After an unintelligible city meeting on Willets Point, an assemblyman demands a do-over

In late September, the city hosted a meeting to solicit input from the community about an enormous new mall planned for a parking lot west of Citi Field that’s technically part of Flushing Meadows Corona Park.

The community’s input is required for what’s known as a “supplemental environmental impact statement.” A supplemental review is needed because the original plan for Willets Point has changed substantially since it was first approved in 2008.

The meeting was held in Corona, a heavily immigrant neighborhood that borders Flushing Meadows Corona Park to the west.

Not surprisingly, at least half the attendees did not speak English, according to Make the Road New York lead organizer Hilary Klein, who attended the meeting.

The city wasn’t entirely unaware of the language issue. It advertised the event in El Diario la Prensa, and dispatched three translators who could speak Spanish, Bengali, and Cantonese. But those translators did not translate the presentation, the one outlining the scope of the mall about whose impact the city was supposed to be soliciting input, according to two letters of complaint subsequently sent to Mayor Michael Bloomberg.

Nor did the city provide simultaneous translation technology of the sort typically associated with U.N. meetings (or Star Trek).

The city says it has to rent such technology, and so that technology has to be requested ahead of time and no request for that, or any other language accommodation, was made.

“During the presentation, a woman stood up and shouted, in Spanish, ‘What’s going on? We don’t understand any of this! How are we supposed to respond,'” recalled Klein, who’s fluent in Spanish.

Here’s how Times columnist Michael Powell described it: “A city interpreter began by standing and explaining in Spanish to a vastly Latino crowd that it would offer no simultaneous translation into Spanish.

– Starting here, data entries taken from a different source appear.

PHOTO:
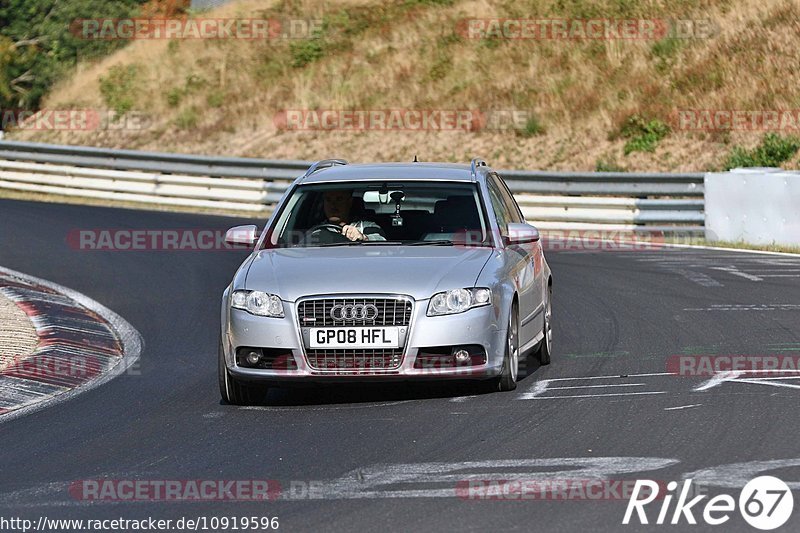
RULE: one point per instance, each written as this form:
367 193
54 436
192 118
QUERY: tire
235 391
507 380
546 346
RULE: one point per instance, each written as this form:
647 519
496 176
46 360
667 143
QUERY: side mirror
521 233
247 235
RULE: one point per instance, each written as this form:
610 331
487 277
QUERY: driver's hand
352 233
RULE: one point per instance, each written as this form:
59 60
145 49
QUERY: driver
338 211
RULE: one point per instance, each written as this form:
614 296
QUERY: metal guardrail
564 200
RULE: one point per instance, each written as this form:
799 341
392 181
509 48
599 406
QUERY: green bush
174 96
609 165
215 99
119 88
187 118
643 135
307 51
533 127
41 41
772 151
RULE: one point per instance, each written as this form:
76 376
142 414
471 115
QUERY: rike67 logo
765 503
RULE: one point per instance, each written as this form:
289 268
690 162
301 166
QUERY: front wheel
235 391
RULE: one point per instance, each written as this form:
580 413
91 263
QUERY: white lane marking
735 376
615 376
370 405
766 381
540 387
746 307
682 407
736 476
736 272
131 340
716 380
461 399
466 480
543 386
598 386
594 395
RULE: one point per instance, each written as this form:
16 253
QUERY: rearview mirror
242 235
521 233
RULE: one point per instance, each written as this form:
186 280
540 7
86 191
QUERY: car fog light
253 357
461 357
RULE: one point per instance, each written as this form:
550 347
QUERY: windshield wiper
441 242
359 243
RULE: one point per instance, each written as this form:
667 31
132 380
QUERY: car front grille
391 311
355 360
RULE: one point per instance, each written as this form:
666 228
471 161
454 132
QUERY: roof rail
477 162
323 163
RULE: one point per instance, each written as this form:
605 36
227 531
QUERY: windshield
381 213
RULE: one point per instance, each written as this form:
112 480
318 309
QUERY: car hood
418 271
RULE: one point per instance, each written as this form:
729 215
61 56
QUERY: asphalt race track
375 458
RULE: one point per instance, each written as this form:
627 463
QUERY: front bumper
478 326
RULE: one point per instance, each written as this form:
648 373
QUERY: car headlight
458 301
258 303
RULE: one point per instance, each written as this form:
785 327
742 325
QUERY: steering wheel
333 231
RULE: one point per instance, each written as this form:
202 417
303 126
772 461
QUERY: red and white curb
82 344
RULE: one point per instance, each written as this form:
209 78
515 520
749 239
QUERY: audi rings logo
354 312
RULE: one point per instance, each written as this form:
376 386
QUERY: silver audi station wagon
394 271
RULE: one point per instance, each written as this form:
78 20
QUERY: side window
508 199
499 207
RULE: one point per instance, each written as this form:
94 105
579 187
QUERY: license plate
354 338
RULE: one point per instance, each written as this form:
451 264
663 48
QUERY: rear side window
514 213
499 206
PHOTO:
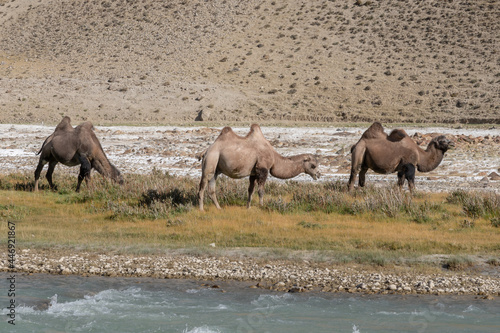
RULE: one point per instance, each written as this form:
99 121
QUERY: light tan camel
384 154
252 155
75 146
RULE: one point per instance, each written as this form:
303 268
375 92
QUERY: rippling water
47 303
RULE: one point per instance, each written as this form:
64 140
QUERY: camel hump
255 131
375 131
64 125
226 131
87 125
397 135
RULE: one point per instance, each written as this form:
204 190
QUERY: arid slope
155 61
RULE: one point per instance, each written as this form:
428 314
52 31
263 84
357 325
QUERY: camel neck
287 167
430 158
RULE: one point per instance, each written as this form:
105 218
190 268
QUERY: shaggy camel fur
253 156
394 152
75 146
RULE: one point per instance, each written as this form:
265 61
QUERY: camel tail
47 140
201 155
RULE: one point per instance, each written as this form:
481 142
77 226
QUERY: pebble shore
279 275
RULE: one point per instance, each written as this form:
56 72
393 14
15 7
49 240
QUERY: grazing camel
394 152
75 146
253 156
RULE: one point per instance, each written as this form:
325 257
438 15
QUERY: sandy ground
472 164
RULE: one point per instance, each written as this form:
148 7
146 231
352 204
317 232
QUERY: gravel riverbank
280 275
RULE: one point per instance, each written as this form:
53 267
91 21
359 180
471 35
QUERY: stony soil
473 164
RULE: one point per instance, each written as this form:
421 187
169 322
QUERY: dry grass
158 211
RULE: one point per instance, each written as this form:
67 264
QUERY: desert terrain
156 62
473 164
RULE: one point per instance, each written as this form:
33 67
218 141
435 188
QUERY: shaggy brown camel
75 146
384 154
252 155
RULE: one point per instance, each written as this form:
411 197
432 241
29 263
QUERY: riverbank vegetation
158 212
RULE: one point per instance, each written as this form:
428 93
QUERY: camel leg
410 176
38 171
261 181
211 190
352 179
362 176
251 188
85 168
401 178
201 191
357 153
50 171
204 182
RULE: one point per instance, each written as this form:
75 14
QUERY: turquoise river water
48 303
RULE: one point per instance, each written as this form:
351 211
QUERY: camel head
311 166
442 143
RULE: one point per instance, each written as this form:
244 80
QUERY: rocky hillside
155 61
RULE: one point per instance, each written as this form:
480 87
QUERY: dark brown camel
75 146
384 154
252 155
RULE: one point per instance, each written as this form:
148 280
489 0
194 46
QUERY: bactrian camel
75 146
252 155
385 154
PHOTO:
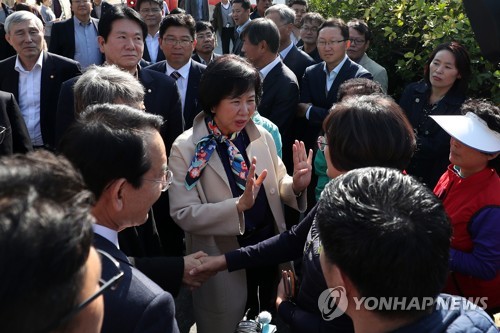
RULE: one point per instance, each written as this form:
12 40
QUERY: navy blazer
191 105
62 38
55 70
160 56
280 96
161 98
297 60
16 139
138 305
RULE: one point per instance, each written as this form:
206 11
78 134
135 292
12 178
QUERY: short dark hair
490 113
336 23
45 240
139 3
367 131
361 27
462 62
387 233
245 4
108 142
204 25
312 17
359 86
227 76
120 12
178 20
262 29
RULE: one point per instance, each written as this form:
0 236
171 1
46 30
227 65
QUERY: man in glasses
50 271
360 36
122 157
76 37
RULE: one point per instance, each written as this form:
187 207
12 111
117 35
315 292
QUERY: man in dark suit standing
14 137
241 17
152 13
34 76
177 41
76 37
295 59
99 7
122 158
321 82
280 90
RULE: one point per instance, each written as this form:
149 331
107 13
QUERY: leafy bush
405 33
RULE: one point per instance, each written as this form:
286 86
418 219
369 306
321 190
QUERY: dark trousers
227 35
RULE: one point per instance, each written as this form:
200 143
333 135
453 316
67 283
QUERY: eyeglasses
323 43
309 29
181 42
207 35
3 130
357 41
104 285
150 10
322 143
165 182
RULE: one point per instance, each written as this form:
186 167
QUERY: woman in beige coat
229 188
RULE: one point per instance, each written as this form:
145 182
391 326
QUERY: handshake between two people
199 267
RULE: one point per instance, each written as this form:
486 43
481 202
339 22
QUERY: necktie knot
175 75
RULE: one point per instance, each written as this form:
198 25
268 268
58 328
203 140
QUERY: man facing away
122 157
386 239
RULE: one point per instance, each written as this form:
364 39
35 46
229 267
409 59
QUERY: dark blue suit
297 60
16 139
138 305
55 70
62 38
191 105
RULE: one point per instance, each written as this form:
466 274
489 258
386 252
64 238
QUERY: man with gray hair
34 76
295 59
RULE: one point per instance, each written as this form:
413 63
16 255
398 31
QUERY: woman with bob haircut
442 92
470 191
229 188
360 131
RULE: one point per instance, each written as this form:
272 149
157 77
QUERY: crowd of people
136 161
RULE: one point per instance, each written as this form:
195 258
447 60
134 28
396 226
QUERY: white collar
183 71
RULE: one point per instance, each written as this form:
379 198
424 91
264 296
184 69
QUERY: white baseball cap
471 131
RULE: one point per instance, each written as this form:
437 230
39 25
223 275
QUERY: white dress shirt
29 98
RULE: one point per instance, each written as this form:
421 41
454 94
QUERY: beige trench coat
209 217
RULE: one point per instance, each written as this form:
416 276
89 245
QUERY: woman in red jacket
470 190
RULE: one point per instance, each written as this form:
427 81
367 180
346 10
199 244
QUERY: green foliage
405 33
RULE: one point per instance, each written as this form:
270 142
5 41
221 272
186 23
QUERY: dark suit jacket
280 96
16 137
191 105
138 304
62 38
297 60
159 57
161 98
104 8
197 58
55 70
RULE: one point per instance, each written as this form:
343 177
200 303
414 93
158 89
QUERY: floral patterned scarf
204 150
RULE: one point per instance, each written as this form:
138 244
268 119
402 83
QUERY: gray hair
106 84
21 16
287 15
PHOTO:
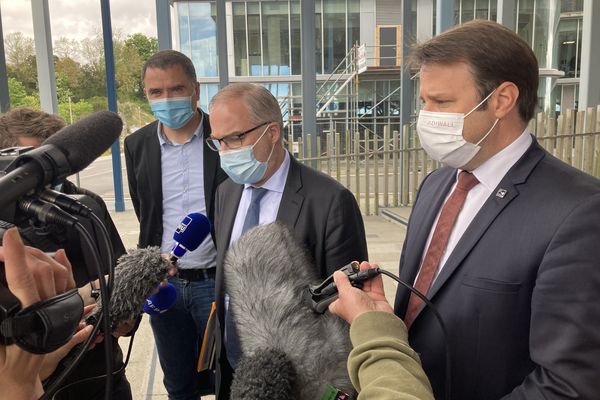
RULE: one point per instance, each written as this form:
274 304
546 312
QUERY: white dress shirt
269 204
489 174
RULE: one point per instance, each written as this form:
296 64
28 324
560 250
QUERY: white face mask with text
441 135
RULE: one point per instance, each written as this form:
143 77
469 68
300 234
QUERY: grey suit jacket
323 215
142 158
520 293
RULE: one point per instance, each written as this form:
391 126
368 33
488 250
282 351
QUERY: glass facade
467 10
198 35
267 35
267 40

But, he noted brightly, you are welcome to use the agency’s Spanish language Web site.”

“The lack of translation did not allow the vast majority of community residents to understand adequately the scope of work that [the Economic Development Corporation] was presenting, therefore creating more confusion and frustration,” wrote Assemblyman Francisco Moya, in one of the letters of complaint.

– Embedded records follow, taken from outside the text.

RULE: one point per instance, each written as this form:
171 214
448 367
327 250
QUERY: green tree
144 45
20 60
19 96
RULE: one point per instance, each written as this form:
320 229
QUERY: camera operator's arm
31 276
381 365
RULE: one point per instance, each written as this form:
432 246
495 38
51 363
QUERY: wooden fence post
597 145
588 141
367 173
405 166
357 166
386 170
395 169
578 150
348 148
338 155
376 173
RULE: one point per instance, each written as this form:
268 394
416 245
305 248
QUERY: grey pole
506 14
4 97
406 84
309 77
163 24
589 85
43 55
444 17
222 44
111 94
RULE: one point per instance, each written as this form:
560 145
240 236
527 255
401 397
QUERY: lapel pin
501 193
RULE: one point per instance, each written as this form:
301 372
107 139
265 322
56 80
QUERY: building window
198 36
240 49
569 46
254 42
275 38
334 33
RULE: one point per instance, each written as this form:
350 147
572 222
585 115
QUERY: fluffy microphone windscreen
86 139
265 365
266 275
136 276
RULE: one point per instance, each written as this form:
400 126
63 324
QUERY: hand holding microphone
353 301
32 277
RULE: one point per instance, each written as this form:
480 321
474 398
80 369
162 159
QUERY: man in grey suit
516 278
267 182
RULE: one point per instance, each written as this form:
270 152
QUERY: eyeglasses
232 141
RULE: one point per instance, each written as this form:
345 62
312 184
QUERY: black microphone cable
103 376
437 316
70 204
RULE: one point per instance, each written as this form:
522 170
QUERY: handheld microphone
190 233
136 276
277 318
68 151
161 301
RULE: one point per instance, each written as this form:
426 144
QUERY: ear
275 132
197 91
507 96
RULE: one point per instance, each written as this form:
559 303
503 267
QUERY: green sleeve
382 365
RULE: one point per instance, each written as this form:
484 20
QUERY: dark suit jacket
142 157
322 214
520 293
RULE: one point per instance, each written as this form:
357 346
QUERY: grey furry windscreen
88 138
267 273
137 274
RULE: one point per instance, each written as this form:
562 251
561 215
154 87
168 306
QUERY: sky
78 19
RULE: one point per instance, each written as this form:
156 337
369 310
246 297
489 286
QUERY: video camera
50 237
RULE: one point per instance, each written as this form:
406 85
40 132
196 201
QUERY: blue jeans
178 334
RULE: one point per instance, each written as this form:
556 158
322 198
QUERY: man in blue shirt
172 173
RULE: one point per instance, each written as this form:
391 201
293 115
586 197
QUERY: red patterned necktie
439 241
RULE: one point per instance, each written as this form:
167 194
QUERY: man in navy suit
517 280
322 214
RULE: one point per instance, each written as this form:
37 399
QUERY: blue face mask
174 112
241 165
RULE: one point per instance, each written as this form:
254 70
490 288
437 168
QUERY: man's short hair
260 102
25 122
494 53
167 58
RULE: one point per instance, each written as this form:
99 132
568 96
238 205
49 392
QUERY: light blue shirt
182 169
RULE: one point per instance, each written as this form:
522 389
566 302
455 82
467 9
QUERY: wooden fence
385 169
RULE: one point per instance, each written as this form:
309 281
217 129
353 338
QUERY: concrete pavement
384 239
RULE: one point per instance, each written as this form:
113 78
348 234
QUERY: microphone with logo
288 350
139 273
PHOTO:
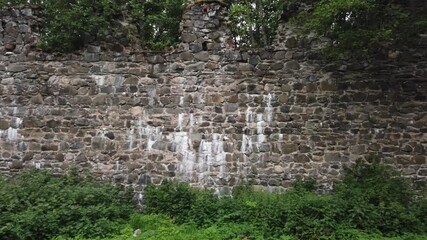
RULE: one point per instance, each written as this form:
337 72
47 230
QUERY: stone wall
206 112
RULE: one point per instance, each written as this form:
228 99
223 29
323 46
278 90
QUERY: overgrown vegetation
38 205
254 23
361 28
371 27
69 25
371 202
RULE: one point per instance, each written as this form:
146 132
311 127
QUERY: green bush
37 205
371 202
374 197
173 199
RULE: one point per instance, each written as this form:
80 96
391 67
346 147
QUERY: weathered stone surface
205 111
294 65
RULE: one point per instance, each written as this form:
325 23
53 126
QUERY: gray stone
156 59
187 56
254 59
202 56
279 55
332 157
188 37
294 65
291 42
231 107
16 67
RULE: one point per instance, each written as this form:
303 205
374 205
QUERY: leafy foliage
254 23
370 26
37 205
70 24
372 202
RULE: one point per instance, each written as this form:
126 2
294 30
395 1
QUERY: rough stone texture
206 112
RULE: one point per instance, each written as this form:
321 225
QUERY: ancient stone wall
207 113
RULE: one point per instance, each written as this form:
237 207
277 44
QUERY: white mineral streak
269 108
11 134
211 157
100 80
151 133
131 137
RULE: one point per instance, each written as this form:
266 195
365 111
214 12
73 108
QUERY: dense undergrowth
371 202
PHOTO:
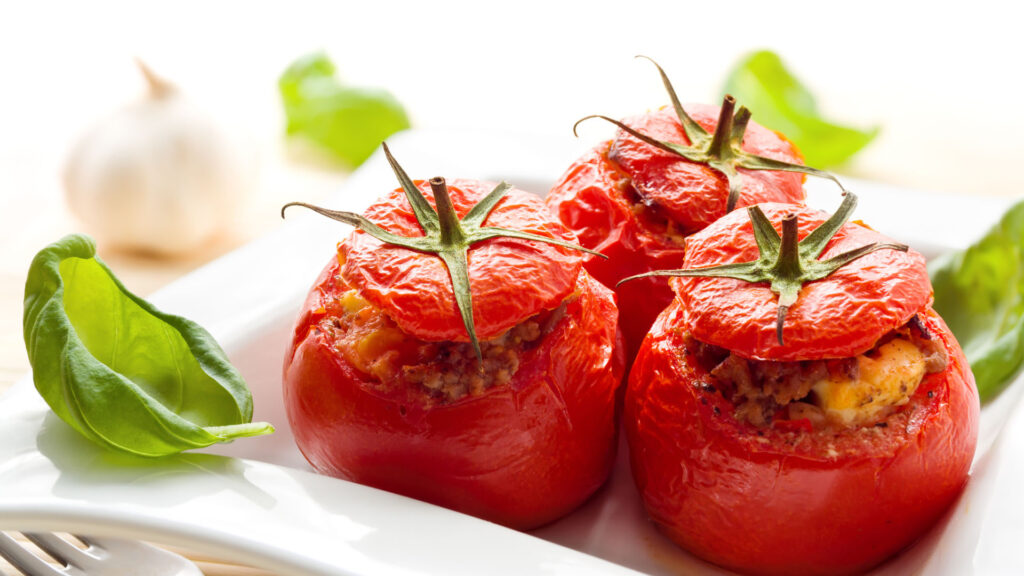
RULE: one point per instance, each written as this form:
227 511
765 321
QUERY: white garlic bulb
158 175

Since the meeting was required to solicit community input, and much of that community had no idea what was happening, Moya requested the city do the meeting all over again.

So did Javier Valdes, co-executive director of Make the Road New York, in a similar letter sent a few days before, on behalf of the newly formed Fairness Coalition of Queens.

The city has yet to respond to either letter.

But it has since posted translated versions of the meeting materials on its Web site.

The public comment period has also been extended to October 26.

“We take these concerns very seriously as we would with respect to any public hearing held in communities throughout the city, and following a thorough review we will be responding in concert with the Mayor’s Office of Environmental Coordination,” said EDC spokesman Ben Branham, in a statement.